When are you most likely to enjoy the money?  Before age 74 or after age 74?  Even though the break-even point is three years sooner, for most people, they live the best years of their retirement in the early years.  I call these the ‘go-go’ years (which is one of three phases of retirement).
Some believe it’s better to have a higher income later because of the rising costs of health care.  Whatever you believe, you should plan for.  It might be worthwhile to look around your life and see the spending patterns of 70, 80 and 90 year olds to assess how much they are really spending.  Are they spending more or less that they did when they were in their active retirement years.
What happens if you Leave money on the table?
Let’s go back to Beth who could collect $327.30 at age 60. Let’s pretend that she gets cold feet and decides to delay taking CPP by one year to age 61. What’s happened is that she ”left money on the table.” In other words, she could have taken $3,927.60 from her CPP ($327.30 x 12 months), but chose not to, to be able to get more money in the future. That’s fine as long as she lives long enough to get back the money that she left behind. Again, it comes back to the math. For every year she delays taking CPP when she could have taken it, she must live one year longer at the other end to get it back. By delaying CPP for one year, she must live to age 75 to get back the $3,927.60 that she left behind. If she delays taking CPP until 62, then she has to live until 76 to get back the two years of money she left behind. Why wouldn’t you take it early given this math?
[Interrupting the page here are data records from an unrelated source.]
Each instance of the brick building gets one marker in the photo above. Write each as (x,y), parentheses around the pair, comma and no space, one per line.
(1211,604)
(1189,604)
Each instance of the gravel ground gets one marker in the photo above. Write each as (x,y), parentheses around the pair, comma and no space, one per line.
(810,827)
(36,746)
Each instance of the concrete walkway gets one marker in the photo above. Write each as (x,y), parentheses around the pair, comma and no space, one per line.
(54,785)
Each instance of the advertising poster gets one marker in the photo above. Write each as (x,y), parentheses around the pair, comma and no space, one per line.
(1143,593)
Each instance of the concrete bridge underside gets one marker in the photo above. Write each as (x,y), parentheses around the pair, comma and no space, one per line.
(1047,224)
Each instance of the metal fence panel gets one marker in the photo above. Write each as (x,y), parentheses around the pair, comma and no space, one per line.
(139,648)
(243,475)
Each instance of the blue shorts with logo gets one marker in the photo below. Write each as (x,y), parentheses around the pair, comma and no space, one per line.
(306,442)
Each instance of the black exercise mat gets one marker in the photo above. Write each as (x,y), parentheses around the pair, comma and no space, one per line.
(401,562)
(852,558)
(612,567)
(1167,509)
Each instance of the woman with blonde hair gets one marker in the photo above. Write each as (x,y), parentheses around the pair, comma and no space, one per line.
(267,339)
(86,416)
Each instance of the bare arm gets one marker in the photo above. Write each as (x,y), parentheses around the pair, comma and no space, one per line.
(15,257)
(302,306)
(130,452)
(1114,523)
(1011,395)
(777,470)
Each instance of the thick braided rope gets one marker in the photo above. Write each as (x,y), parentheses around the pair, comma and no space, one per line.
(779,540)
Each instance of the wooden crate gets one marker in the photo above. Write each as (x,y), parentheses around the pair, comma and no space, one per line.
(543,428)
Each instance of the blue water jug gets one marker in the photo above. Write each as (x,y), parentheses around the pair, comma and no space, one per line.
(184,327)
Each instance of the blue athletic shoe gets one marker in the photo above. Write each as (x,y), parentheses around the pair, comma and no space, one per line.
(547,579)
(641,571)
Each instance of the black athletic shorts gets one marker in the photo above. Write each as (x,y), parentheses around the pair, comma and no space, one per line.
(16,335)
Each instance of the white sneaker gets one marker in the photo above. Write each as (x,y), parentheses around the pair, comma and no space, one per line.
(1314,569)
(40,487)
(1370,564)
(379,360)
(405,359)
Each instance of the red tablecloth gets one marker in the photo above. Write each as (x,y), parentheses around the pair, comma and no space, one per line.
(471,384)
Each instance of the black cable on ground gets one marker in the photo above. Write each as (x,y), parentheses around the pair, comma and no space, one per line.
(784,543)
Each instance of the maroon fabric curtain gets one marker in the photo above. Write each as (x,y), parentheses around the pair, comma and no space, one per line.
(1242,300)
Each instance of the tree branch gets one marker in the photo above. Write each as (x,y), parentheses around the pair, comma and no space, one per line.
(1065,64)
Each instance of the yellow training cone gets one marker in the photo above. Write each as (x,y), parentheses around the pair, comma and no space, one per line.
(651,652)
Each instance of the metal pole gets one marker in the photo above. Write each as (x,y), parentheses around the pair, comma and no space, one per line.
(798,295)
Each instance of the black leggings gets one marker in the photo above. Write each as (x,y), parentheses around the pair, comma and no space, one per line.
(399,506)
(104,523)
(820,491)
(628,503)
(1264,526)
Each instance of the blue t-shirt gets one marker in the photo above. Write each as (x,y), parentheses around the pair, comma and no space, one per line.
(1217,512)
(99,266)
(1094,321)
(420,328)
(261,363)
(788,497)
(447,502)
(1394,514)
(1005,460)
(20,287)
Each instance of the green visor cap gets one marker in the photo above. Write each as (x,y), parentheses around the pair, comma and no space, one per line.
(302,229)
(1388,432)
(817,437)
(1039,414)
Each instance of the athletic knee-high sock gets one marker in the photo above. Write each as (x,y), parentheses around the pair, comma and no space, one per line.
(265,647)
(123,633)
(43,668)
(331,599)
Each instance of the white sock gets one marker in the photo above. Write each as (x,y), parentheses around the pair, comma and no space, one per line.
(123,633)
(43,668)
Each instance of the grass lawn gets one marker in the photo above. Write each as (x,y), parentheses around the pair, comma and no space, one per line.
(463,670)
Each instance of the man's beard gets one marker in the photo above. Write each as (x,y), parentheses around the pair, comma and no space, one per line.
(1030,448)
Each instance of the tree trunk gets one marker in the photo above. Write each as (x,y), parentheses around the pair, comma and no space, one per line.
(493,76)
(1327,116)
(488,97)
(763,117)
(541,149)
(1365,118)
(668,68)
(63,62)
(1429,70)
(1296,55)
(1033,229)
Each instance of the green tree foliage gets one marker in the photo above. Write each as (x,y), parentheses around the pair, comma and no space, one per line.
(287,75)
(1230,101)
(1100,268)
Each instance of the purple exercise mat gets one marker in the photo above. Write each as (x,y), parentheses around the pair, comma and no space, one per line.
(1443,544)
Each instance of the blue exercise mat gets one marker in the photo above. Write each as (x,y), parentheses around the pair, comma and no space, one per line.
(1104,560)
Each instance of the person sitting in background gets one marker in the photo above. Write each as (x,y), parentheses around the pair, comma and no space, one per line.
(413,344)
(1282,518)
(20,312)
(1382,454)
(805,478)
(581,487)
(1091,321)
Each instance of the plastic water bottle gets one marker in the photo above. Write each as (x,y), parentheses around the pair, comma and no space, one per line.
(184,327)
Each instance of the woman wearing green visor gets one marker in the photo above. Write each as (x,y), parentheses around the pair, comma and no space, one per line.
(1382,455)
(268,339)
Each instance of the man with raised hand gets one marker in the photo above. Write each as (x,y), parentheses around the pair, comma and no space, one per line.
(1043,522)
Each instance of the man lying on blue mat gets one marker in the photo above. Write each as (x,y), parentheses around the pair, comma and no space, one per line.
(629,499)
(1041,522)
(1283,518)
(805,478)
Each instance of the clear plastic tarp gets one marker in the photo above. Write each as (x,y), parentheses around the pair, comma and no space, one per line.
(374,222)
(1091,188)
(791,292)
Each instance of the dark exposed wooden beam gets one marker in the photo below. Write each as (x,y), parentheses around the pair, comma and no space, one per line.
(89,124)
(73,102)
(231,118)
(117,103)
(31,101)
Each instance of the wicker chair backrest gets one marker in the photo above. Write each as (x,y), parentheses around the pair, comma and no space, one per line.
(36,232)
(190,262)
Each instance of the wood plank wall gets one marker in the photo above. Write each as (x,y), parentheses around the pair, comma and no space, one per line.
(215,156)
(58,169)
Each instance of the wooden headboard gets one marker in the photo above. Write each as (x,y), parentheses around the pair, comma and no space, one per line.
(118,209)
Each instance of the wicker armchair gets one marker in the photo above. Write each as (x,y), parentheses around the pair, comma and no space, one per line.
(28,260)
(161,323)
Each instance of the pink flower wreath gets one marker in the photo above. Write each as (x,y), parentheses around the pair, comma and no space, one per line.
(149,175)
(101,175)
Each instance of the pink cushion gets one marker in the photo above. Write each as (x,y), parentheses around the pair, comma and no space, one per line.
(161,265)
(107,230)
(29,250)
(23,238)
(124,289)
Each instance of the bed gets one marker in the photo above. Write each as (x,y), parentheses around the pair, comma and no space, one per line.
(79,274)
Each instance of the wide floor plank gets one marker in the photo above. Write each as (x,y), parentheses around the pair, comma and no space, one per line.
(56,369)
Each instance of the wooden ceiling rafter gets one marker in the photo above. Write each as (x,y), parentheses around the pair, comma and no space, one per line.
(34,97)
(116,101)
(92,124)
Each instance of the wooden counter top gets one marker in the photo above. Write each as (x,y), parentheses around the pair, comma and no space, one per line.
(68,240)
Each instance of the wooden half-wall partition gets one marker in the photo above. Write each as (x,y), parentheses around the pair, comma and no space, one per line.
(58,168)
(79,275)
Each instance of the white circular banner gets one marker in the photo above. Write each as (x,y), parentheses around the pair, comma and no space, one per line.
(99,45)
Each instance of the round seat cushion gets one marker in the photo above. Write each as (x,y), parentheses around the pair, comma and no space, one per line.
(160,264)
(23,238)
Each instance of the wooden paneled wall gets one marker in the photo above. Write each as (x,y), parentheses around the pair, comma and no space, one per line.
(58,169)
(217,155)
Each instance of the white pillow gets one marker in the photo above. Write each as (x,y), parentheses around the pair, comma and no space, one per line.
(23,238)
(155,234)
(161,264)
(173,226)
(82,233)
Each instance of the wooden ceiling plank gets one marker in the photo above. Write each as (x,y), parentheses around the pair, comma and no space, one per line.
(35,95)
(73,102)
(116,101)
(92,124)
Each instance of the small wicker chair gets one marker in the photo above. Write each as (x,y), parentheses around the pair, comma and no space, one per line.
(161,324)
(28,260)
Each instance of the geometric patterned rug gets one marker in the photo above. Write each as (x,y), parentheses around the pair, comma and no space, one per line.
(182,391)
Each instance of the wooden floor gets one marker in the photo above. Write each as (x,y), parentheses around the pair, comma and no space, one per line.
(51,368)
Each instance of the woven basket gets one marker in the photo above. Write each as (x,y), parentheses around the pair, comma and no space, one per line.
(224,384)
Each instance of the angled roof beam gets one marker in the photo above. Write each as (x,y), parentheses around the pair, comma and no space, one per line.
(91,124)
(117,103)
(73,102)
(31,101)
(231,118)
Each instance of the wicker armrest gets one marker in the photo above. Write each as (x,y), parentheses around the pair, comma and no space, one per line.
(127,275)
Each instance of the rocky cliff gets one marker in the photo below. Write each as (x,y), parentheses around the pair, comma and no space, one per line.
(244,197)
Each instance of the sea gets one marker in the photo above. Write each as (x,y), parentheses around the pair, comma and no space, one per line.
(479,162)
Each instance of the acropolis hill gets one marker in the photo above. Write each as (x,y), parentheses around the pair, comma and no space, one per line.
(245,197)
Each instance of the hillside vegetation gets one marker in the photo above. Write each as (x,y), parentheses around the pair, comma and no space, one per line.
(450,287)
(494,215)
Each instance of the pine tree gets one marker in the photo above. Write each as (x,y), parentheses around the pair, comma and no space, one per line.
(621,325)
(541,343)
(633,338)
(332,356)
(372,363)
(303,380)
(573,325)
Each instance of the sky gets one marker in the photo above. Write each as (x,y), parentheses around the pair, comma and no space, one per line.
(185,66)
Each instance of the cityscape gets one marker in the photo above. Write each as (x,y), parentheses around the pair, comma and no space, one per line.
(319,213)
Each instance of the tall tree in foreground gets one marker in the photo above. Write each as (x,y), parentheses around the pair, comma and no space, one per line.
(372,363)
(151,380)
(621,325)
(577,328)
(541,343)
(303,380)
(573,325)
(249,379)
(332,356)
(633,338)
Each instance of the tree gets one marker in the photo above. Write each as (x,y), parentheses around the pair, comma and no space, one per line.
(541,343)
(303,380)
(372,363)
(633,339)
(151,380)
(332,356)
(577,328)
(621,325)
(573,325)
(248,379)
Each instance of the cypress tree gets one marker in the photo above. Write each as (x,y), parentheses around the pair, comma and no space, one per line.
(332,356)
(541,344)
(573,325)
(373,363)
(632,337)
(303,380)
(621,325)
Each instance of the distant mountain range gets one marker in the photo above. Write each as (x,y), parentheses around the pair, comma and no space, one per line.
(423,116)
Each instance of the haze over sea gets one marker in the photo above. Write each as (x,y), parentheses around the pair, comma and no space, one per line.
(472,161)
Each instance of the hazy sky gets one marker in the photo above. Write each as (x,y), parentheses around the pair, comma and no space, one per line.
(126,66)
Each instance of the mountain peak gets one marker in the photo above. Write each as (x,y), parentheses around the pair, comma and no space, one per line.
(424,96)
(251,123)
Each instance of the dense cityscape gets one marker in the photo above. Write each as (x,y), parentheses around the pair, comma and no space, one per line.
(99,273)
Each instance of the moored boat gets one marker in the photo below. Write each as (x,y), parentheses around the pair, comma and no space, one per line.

The main reason is that you think you will live longer and you will need more money the older you get.
My two cents
I think if people understand the math of Canada Pension Plan, most people will take it early.  In 2012, you can take it early even if you are working.  The bad news is you will get hit with a bigger reduction with the new rules.  Some say its also bad news because you will have to keep paying into CPP if you are working (under the new rules).  To me, that’s not such a bad thing because paying into it also increases your future benefit so it’s not like you are not going to get your money back.  I don’t think the increased reduction is enough of a deterrent because a bird in your hand is better than two in the bush.